At a review of the panel’s report by a larger working group concerns raised by Yukinomo Okamura a seismologist over the failure to consider the risk of tsunami, based on historical records of the 869 AD major tsunami, were brushed aside by the TEPCO representative as being ‘historical’.
… Research results are out, but there is no mention of that [tsunami] here, and I would like to ask why…Yukinomo OkamuraNISA seismologistTranscript of working group meeting
According to a transcript obtained by the Washington Post debate on the issue was ended by a NISA official promising further followup on the issue.

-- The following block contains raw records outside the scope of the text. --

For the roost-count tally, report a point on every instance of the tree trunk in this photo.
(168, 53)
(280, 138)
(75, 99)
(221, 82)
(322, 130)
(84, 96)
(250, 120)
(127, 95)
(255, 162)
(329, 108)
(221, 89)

But instead the working group’s report affirming the adequacy of existing safeguards was approved unchanged at the next meeting.
Unfortunately while the plant successfully withstood the seismic even the plants flood walls were over topped by the subsequent tsunami which then flooded the site knocking out emergency generators.
While there are obvious lessons to be learned here about the design of standby systems for nuclear plant, see Peter Ladkins discussion on his Abnormal Distribution blog for example, what interests me is the group dynamics leading up-to the collective decision (and collective failure by doing so) to accept the Daiichi safety study ‘as is’.
In the behaviour of the NISA staff and TEPCO staff we can see symptoms of a collective view or ‘groupthink‘ that denied the possibility of a hazard to the plant from a tsunami event.
As I noted in a preceding post on the psychology of Groupthink this effect can impact upon risk assessments in three ways, in downplaying risks, accentuating confirmatory bias and reducing the likelihood of developing contingency plans.
In this case Groupthink appears to have led to the risk of a major tsunami raised by Yukinomo Okamura being down played and ignored in the final report, despite there being no valid reason to do so and every reason to open the initial scoping assumption of the study up to critical review.
As Irving Janis has pointed out, such behaviour is highly likely when a flawed organisation context is coupled to a challenging decision task.
In this case a highly homogenous group (comprising engineers and scientists) working to a ‘directed’ outcome all within a culture that values conformity and dislikes uncertainty have to deal with high consequence low probability risk decision on nuclear safety. Groupthink reinforced the organisational malaise of complacency which in turn resulted in a failure to make the changes necessary to the relevant design standards for the plant.
I should note that the japanese engineers and scientists are not alone in this sort of behaviour, see the report by the AIA on the risks of jet engine rotor bursts as another example of making assumptions of safety that cannot be based upon credible statistical evidence.
Perhaps in managing the safety of technological systems we should guard against the occurrence of psychological ‘common cause failure’ within our soft organisational systems, as much as we guard against its occurrence within our hard technological systems.